Не выкинут же они меня просто так из жизни и не оставят на произвол судьбы…
— Пока, мама! — кричу я в соседнюю комнату.
И снова беготня, от дома к дому, от бюро к бюро. И снова одно и то же! Многие из друзей и знакомых и сами были выброшены на обочину, прекратили учебу, отказались от освоения желанной профессии, цеплялись за уже захваченное место, наполненные страхом потерять его и утонуть в массовом наплыве безработицы. И у многих, теперь уже у слишком многих, дела обстояли так же, как и у меня. Они слонялись без дела, стучались во все двери подряд, но находили их закрытыми и безмолвными. Они стали замкнутыми, разочарованными, но при этом снова и снова надеялись на чудо, чудо, которое называлось работой.
На третий день моей беготни я встретил Хинкельхауса. Он изучал юриспруденцию и пока еще не закончил обучение. И хотя и у него не было денег, он не сдавался и открыл юридическую консультацию.
— Если хочешь, можешь работать у меня в качестве заведующего бюро, — предложил он. — Разумеется, без содержания. Но если появится заработок, то мы будем вести дело на паях.
Я согласился.
Бюро находилось на Айзенбанштрассе. Маленькая, пустая комната с двумя столами, пятью стульями и вывеской на двери: «Эрнст Хинкельхаус, юрисконсульт». Это было все.

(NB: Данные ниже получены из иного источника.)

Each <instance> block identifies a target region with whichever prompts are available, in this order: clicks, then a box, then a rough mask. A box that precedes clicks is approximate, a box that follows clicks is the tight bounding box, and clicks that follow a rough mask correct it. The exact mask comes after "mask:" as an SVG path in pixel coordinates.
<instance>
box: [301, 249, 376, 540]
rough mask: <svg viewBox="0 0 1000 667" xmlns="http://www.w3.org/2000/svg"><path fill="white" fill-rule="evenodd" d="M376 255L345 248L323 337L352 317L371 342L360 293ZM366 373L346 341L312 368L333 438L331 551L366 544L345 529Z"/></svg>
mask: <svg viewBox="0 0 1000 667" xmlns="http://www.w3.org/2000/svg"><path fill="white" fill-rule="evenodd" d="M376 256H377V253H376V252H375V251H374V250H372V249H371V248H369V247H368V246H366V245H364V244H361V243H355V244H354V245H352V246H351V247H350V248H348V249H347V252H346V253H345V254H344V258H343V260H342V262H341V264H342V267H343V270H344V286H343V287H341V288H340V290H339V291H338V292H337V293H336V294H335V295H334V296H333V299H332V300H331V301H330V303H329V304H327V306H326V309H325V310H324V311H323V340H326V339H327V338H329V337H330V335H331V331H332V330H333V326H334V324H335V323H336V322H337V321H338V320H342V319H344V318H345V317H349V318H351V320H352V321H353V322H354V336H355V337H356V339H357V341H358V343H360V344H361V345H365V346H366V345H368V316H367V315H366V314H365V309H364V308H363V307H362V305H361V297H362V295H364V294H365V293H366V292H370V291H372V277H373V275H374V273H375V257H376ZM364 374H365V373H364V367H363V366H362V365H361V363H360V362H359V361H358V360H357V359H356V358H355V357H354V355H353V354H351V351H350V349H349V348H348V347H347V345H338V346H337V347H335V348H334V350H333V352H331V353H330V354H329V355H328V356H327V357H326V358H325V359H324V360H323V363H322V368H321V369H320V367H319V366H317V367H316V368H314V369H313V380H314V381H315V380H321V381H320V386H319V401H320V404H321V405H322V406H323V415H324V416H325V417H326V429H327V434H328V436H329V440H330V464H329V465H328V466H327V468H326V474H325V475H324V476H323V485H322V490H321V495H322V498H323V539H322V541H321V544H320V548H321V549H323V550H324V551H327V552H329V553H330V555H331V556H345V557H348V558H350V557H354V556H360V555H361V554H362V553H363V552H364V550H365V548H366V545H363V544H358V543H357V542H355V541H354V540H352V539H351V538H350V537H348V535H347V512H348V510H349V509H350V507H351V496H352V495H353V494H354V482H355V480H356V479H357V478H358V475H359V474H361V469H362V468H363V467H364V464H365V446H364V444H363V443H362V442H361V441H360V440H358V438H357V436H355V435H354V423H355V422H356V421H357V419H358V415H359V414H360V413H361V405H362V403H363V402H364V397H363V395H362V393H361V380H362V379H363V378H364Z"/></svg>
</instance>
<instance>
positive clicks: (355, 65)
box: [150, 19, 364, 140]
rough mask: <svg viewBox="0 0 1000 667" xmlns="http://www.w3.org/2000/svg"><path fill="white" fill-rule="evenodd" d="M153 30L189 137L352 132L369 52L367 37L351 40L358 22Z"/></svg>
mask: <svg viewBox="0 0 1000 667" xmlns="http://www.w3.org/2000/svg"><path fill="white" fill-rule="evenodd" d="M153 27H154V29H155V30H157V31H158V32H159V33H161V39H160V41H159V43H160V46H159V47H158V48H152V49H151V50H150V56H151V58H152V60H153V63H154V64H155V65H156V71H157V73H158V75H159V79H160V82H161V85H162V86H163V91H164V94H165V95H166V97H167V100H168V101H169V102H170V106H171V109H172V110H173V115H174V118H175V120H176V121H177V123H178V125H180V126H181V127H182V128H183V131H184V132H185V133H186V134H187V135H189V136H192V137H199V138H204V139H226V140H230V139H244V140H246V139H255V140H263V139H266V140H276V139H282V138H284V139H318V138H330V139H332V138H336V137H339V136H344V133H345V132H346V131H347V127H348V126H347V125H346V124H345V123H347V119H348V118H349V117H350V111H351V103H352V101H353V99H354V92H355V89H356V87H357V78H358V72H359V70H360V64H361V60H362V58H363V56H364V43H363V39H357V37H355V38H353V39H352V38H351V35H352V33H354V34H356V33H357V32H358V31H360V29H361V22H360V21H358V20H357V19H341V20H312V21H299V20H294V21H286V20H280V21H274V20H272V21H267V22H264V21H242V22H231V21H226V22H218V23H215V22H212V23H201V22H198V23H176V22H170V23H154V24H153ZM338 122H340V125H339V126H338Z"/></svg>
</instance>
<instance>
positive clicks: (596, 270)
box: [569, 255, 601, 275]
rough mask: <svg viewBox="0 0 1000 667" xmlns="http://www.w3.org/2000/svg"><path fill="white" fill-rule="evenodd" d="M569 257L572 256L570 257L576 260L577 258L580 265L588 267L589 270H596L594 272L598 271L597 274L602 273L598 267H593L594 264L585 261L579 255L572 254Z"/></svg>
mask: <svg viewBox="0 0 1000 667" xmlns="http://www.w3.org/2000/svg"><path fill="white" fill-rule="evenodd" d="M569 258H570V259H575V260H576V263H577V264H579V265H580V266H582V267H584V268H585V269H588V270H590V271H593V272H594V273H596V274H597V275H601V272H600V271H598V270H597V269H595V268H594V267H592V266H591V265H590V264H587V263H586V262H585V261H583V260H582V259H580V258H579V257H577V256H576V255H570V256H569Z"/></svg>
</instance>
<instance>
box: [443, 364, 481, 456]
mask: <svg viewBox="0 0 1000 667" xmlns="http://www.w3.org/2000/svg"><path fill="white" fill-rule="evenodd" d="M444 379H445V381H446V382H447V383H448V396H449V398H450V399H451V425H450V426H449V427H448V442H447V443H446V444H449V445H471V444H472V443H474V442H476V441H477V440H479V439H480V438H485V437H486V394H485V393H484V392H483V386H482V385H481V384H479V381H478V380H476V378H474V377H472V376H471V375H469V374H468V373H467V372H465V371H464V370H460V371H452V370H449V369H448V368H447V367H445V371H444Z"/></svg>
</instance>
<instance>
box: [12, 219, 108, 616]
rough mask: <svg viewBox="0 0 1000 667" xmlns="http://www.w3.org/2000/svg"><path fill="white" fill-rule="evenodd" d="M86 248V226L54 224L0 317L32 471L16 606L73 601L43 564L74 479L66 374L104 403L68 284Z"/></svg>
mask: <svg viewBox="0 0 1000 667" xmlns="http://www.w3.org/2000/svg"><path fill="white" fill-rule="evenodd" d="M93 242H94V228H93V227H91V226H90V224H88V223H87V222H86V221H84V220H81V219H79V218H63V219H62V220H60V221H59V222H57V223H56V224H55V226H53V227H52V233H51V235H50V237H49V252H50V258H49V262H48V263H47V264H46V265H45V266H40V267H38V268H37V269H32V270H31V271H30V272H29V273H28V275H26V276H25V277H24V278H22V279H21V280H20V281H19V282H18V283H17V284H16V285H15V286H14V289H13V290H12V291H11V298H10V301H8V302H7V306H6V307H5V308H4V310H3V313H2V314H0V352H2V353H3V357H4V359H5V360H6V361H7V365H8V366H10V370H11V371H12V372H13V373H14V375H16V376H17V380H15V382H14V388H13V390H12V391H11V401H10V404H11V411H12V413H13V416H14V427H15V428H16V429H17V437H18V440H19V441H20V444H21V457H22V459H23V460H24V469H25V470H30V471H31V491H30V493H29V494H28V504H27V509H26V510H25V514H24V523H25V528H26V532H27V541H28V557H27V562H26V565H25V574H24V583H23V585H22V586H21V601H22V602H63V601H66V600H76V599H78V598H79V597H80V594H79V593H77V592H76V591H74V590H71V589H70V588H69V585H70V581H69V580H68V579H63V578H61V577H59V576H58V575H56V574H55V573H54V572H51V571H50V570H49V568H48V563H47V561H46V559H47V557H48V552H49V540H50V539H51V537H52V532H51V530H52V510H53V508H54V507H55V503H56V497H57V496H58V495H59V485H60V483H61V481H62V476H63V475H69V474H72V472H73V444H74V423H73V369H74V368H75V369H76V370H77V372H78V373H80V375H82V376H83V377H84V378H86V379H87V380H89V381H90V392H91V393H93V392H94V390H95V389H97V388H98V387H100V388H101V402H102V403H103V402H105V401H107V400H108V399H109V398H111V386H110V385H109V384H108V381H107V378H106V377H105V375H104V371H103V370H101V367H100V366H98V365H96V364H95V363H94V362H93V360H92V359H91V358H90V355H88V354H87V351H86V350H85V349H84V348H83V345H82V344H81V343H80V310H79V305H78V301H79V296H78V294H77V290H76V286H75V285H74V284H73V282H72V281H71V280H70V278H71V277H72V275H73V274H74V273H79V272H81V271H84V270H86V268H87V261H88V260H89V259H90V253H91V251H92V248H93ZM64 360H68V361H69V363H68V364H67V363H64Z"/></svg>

В течение следующих восьми дней я регулярно, каждое утро, отправлялся туда с пакетом бутербродов в сумке, а вечером возвращался домой. И за все эти дни я никого, кроме самого Хинкельхауса, в бюро так и не увидел.

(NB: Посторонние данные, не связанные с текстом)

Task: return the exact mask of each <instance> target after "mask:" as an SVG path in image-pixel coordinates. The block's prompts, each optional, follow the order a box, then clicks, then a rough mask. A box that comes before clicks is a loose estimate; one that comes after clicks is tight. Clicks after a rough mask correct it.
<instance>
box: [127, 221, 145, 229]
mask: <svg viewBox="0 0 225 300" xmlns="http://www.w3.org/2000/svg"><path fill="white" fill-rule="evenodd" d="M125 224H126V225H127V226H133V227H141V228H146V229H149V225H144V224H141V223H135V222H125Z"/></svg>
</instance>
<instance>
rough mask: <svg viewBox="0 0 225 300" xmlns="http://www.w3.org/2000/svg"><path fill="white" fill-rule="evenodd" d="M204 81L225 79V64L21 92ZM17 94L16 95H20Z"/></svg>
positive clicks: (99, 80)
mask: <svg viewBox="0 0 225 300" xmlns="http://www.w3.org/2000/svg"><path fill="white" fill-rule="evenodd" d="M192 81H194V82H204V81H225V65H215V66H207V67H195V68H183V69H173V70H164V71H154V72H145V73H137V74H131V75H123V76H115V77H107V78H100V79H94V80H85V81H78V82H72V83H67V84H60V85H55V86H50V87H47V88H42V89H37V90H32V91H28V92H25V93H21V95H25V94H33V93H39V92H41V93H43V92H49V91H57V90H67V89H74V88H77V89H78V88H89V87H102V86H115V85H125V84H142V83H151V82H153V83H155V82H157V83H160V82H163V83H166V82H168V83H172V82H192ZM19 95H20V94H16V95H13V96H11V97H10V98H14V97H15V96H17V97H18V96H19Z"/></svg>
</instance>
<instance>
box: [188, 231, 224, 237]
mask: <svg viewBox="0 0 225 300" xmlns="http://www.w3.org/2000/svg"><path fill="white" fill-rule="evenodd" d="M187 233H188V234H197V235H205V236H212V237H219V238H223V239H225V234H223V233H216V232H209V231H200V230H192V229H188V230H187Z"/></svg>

Мы подолгу обсуждали это горестное время и недееспособность правительства, которое позволило народному хозяйству придти в упадок. Эти споры были очень интересны, но если дела пошли бы так и далее, то моя доля дохода в конце месяца составила бы точно половину от Ничего.
Хинкельхаус решился, наконец, для поиска клиентов отправиться по судам. Я же должен был дежурить в бюро. Таким образом, я остался один и подолгу смотрел наружу на серую улицу, на кровли крыш у железнодорожной насыпи, и ждал. Но клиенты не приходили.

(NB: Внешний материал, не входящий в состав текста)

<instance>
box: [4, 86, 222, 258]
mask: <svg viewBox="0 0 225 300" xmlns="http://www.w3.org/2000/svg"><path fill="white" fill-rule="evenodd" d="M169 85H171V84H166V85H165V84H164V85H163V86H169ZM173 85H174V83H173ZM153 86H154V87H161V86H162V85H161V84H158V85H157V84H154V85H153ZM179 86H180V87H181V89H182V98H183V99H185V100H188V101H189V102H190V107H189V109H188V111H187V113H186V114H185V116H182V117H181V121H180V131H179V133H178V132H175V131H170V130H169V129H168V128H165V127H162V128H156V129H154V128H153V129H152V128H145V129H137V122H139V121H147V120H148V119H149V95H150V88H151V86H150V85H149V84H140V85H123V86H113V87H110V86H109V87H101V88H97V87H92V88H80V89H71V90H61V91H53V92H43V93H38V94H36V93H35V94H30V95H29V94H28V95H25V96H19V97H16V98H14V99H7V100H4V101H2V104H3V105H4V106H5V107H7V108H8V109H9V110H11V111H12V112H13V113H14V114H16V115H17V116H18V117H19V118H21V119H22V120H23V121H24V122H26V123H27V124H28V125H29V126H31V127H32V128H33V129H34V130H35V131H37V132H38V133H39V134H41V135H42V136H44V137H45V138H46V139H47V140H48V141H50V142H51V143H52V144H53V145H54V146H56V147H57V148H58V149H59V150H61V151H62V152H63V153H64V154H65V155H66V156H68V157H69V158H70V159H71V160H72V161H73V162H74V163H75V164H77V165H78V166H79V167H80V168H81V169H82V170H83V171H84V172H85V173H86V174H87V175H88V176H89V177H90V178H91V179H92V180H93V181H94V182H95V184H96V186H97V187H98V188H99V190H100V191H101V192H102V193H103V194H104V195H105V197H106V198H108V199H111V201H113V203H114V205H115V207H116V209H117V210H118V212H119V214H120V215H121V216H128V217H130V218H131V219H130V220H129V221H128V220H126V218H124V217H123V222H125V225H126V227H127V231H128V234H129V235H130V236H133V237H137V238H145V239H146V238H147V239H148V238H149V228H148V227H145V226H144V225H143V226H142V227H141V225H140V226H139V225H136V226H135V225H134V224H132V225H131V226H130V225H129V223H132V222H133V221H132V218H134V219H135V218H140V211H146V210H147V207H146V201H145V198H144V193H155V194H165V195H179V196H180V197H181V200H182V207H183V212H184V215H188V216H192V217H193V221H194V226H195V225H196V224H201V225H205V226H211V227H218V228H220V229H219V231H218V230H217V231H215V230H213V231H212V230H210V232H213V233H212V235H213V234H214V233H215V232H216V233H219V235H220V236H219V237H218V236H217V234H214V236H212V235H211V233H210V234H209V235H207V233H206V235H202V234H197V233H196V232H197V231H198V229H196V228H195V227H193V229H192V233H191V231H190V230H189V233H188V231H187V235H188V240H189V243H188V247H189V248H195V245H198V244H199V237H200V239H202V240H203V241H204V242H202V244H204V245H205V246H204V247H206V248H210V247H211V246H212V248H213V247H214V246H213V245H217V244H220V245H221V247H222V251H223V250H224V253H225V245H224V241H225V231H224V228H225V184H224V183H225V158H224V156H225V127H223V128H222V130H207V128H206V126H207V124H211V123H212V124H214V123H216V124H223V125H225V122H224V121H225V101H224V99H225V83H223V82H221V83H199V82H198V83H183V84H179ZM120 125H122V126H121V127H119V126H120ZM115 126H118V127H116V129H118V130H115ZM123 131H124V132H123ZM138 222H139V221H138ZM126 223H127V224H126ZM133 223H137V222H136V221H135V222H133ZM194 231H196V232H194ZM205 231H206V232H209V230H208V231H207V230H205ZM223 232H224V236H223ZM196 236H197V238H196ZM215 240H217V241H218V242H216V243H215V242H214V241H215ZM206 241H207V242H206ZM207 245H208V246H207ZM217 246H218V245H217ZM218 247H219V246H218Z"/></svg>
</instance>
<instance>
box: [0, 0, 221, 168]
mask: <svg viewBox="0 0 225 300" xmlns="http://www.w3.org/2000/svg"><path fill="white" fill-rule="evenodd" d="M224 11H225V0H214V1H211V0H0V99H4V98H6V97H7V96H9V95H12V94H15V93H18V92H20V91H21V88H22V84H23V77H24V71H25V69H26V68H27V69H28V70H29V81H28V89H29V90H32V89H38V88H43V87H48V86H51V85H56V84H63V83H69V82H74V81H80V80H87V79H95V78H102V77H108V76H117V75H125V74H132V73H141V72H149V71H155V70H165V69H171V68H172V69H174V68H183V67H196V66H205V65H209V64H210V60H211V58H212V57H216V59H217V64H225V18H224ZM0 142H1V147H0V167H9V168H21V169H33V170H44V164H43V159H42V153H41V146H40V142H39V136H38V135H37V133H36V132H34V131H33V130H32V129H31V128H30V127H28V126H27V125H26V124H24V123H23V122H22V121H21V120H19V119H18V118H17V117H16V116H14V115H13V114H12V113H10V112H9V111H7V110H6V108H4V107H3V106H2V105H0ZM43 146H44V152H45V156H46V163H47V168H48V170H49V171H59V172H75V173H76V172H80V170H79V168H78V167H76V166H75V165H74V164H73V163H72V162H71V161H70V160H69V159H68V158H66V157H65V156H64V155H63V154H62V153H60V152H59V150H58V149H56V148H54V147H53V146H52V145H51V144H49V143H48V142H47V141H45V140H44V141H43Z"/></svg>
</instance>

Спустя восемь дней юридическая консультация закрылась. Навсегда.
Я снова оказался не у дел. Теперь оставался только один путь: на биржу труда.
Утром я отправлялся к старому жилому дому бедноты в Георгенринге.
В серой и грязной комнате ожидания уже сидели несколько людей. Они выглядели изнуренными, совершенно изношенными, как будто нужда полностью выела их изнутри, и от них осталась только оболочка. Каждый раз, когда раздавался звонок, вставал один из них и исчезал за дверью с молочными стеклами.
Наконец пришел мой черед. Я одернул свой костюм и вошел. За барьером сидел и писал мужичонка с жидкими седыми волосами. Усталым, притупленным взглядом он посмотрел на меня поверх стекол очков:
— Имя… Профессия… Дата рождения…
Его перо скрипело, и зеленый нарукавник медленно полз вслед за ним по бумаге.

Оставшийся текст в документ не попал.